Das Problem am Fortschritt ist, dass es ein ziemlich abstrakter Begriff ist. Für mich bedeutet er, dass sich die Gesellschaft immer wieder verständigt, wie sich Rahmenbedingungen verändern und solidarisch vereinbart, wie sie darauf reagiert. Wir leben heute in einer Gesellschaft, in der wir zwar keine materiellen Nöte haben, die aber durchaus von Ungleichheiten und einem Auseinanderdriften von Arm und Reich geprägt ist. Dazu kommen Globalisierung, eine digitale Revolution und Umweltzerstörung. Das sind durchaus neue Phänomene. Sich darauf einzustellen, würde gesellschaftlichen Fortschritt kennzeichnen.

Ist wirtschaftliches Wachstum Ausdruck für gesellschaftlichen Fortschritt?
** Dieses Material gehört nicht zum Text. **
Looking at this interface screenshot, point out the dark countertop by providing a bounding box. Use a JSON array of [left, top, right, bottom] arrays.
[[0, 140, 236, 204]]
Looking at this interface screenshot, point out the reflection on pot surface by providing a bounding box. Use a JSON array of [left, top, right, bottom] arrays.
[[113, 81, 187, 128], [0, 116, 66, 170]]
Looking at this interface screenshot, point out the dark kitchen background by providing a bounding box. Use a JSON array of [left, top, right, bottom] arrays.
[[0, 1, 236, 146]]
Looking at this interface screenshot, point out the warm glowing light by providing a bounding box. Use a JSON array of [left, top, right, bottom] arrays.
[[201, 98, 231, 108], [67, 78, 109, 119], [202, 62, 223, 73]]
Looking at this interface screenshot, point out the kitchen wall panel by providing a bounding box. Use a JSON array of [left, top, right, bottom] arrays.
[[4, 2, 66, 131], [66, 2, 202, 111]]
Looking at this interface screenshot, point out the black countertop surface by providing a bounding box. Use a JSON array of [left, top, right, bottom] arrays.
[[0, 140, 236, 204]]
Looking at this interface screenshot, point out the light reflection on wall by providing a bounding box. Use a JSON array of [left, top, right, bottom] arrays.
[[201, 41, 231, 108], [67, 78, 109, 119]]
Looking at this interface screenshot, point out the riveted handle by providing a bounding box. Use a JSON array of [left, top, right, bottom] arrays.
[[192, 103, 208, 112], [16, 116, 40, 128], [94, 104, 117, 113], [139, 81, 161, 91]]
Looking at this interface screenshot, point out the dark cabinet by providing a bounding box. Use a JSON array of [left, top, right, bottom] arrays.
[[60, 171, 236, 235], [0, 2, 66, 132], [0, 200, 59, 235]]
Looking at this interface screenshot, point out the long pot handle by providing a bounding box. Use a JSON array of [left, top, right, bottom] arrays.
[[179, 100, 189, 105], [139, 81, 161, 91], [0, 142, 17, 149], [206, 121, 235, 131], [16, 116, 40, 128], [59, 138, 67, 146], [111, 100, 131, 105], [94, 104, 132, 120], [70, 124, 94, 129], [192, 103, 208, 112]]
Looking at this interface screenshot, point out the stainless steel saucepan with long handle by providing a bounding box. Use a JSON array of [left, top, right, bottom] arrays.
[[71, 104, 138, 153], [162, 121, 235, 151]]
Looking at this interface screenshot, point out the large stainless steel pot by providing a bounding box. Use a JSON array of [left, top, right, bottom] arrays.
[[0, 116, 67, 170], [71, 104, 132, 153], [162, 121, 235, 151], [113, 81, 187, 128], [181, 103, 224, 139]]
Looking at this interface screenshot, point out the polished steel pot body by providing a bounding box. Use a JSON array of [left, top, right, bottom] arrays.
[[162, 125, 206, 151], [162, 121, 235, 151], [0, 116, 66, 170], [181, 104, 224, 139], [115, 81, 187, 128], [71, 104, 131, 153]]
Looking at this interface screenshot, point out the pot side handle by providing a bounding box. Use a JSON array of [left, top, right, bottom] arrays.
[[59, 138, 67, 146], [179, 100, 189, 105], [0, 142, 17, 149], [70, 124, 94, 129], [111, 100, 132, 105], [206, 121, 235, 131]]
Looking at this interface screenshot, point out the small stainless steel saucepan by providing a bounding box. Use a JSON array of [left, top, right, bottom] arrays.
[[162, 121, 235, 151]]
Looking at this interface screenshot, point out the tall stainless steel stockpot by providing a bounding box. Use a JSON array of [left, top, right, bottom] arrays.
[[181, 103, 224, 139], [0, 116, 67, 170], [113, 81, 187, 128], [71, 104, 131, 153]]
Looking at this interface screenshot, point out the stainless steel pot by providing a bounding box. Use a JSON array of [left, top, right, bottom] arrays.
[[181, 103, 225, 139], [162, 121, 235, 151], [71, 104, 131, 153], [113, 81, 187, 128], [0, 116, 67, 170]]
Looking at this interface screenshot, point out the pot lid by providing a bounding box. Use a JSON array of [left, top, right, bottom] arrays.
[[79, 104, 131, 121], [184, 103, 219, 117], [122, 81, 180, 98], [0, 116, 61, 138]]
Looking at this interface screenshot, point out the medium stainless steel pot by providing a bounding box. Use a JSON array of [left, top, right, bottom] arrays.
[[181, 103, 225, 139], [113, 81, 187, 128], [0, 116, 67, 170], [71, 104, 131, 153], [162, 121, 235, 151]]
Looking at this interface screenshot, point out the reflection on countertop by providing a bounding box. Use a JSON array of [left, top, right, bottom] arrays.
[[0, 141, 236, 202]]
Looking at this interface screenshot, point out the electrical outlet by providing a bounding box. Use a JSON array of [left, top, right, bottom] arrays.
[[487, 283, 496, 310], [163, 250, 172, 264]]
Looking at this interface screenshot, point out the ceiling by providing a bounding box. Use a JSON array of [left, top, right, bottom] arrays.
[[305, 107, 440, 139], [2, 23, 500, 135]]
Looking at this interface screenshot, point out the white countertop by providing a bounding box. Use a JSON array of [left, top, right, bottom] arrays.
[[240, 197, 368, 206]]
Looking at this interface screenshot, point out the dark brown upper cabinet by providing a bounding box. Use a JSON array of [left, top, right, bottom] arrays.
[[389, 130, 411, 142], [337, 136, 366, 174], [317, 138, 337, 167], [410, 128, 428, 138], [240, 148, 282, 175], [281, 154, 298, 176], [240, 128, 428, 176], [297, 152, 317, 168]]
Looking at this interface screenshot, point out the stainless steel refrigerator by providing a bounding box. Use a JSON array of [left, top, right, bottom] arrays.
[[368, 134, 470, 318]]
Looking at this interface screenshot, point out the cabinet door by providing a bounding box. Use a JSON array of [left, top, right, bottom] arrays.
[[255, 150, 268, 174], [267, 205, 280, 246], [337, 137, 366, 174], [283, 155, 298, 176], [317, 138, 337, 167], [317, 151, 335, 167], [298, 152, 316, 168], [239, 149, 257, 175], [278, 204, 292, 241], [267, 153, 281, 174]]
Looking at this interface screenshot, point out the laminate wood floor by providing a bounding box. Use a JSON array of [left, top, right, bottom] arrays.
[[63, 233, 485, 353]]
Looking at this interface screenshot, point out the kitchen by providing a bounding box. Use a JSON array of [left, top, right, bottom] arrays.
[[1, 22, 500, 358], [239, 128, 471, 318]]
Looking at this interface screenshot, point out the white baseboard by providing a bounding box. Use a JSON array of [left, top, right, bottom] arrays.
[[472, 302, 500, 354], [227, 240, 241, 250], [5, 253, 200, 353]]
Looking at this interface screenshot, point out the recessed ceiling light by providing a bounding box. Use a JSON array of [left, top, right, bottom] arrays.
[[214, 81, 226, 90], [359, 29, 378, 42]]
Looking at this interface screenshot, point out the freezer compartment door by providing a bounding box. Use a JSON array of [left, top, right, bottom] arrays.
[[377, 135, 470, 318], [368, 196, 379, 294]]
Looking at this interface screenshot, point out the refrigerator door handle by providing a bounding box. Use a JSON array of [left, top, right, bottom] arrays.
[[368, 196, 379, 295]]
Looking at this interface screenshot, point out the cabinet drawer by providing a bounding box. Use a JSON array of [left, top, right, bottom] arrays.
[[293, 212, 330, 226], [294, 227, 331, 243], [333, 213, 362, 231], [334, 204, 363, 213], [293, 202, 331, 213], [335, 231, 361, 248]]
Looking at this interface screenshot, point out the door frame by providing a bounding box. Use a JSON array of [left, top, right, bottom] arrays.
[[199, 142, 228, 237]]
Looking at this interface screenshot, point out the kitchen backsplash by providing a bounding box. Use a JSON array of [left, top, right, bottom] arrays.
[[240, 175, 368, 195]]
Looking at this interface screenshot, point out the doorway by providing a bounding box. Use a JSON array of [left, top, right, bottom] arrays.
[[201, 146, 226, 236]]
Es hat lange gegolten, dass Wachstum auch automatisch zu mehr Wohlstand und Fortschritt führt. Das Wachstum des Bruttoinlandsprodukts (BIP) ist jahrzehntelang gleichgesetzt worden mit mehr Wohlstand in einer Gesellschaft. Es wird jedoch immer deutlicher, dass das nicht mehr zutrifft.

Woran wird das deutlich?

Dieses Wachstum kommt bei den Menschen nicht an. Die Leute fühlen sich irritiert von Aussagen über XXL-Wachstum und dem Versprechen, dass es damit allen besser gehen wird. Das entspricht nicht ihrer Lebensrealität. Sie werden auch nicht unbedingt zufriedener durch mehr Wachstum. Außerdem sehen wir mittlerweile die negativen Folgen: Umweltzerstörung, Druck in der Gesellschaft, die Schere zwischen Arm und Reich. Diese Probleme sind mit dadurch verursacht, dass sich Politik allein auf die Größe des Wachstums konzentriert. Über Qualität von Wachstum sprechen wir bisher nicht oder nur sehr selten. Es wird nicht gemessen, wie viel Umweltzerstörung in diesem Wachstum inbegriffen ist, was es für soziale Auswirkungen und Kosten für eine Gesellschaft hat. Insofern würde ich sagen: BIP-Wachstum und Wohlstand haben nicht mehr viel miteinander zu tun. Ich glaube aber trotzdem, dass wir ein qualitativ gutes Wachstum brauchen.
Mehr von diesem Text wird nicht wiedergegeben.